Going forward the group had an opening order book of £40.4M.  A full year of revenue and follow on orders is expected for the M53A1 and M69 contracts.  The M50 sustainment contract negotiations are progressing with the DOD and an award is expected in 2020.   There is a strong pipeline of ROW opportunities with first orders and deliveries of UK GSR expected in early 2020.  Law Enforcement is expected to return to growth with positive momentum entering 2020.  There are stabilising dairy market conditions that support improved farmer confidence and the dairy division is expected to grow in 2020.  The group is expected to return to a net cash position by 2021.

At the current share price the shares are trading on PE ratio of 53.2 which falls to 26.5 on next year’s forecast.  After a 30% increase in the dividend, the shares are yielding 0.8% which increases to 1.1% on next year’s forecast.  At the year-end the group had net cash of £48.3M compared to £46.5M at the end of last year. 

Overall then this has been a decent underlying year beset with some one-off issues.  Profits fell due to the pension equalisation, exit from the fire market and acquisition costs.  Net assets increased but the operating cash flow declined due to working capital movements.  Cash profits grew, however, and a decent amount of free cash was still produced.  The military market is doing well as new mask contracts take over from the older ones.  Law enforcement declined due to the US government shutdown and the dairy market suffered from difficult conditions.  These issues seem to have resolved as the group moves into this year, however.  The shares are expensive with a forward PE of 26.5 and yield of 1.1% but we are paying for quality here in my opinion.

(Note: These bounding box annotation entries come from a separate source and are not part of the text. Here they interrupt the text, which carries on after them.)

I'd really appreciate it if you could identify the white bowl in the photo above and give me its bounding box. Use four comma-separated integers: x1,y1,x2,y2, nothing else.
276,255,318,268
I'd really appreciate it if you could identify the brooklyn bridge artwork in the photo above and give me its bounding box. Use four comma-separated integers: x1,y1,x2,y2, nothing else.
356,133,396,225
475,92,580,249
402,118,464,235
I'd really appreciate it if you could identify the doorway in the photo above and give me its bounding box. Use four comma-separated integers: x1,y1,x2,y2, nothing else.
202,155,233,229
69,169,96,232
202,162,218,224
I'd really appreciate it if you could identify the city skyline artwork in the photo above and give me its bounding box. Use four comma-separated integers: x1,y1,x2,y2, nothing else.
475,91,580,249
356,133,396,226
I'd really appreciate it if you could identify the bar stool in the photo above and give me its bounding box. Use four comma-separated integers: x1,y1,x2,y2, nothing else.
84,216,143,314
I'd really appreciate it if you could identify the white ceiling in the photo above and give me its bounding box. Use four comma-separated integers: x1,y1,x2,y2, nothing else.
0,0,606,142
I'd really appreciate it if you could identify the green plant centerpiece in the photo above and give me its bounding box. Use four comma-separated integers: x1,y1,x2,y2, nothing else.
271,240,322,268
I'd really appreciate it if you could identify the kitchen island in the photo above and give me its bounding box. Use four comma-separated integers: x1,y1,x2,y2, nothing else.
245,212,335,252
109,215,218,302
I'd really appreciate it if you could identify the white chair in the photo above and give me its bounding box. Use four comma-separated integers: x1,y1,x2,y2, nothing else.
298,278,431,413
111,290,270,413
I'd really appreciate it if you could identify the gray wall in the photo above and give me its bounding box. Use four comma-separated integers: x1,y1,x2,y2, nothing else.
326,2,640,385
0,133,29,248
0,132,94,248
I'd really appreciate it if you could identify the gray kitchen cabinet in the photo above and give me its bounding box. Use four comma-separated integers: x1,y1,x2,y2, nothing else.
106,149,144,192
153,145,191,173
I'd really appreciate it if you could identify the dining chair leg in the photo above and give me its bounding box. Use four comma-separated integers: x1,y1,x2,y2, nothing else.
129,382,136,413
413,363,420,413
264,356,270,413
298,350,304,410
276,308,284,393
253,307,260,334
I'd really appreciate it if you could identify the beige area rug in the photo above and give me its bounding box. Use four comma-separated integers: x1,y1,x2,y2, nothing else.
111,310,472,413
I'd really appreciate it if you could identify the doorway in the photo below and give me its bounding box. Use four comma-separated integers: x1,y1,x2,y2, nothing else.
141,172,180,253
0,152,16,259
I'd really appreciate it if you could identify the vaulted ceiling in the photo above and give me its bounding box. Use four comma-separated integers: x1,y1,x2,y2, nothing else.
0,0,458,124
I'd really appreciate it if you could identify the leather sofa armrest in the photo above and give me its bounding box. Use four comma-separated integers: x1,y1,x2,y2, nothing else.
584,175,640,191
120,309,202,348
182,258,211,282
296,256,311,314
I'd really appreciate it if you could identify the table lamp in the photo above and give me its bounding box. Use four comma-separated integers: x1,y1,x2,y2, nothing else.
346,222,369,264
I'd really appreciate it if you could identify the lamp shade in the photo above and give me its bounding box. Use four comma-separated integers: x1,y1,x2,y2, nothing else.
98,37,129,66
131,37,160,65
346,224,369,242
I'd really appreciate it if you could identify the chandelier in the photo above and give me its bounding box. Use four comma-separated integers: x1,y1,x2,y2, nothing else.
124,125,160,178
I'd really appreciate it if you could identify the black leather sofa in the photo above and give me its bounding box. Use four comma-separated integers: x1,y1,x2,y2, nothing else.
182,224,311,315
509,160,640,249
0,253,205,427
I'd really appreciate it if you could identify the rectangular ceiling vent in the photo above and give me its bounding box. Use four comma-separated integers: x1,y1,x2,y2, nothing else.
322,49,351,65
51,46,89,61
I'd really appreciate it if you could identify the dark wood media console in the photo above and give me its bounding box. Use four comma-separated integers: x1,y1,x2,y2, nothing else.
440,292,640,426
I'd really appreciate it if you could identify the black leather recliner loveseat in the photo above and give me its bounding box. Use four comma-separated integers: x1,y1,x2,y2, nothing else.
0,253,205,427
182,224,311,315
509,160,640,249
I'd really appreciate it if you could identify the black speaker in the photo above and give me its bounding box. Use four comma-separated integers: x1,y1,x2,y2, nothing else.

On the 30th January the group released a trading update.  They saw a positive start to 2020 with continued strong order intake in both businesses.  The board therefore remains confident of achieving its expectations for the current year.

Avon Protection saw a solid start to the year with order intake up 12% in Q1.  Strong order intake in the military business has more than offset the impact of their exit from the fire market.  They expect to receive further follow on orders in Q2 from the US DOD under the M69 and M53A1 mask and powered air systems contracts.  They also see a strong pipeline of ROW and first responder opportunities to further broaden their customer base across their product portfolio.

The acquired ballistic protection business performed in line with expectations and the board remain confident of it achieving their expectations for 2020.

Global dairy market conditions have remained positive in Q1.  Improving milk prices, together with stable feed prices and production volumes have led to improved farmer confidence, resulting in orders received in Q1 being up 10%.  This has supported strong trading for Miltrite InterPuls across all three lines of business.  They expect global dairy market conditions to remain positive in the near term.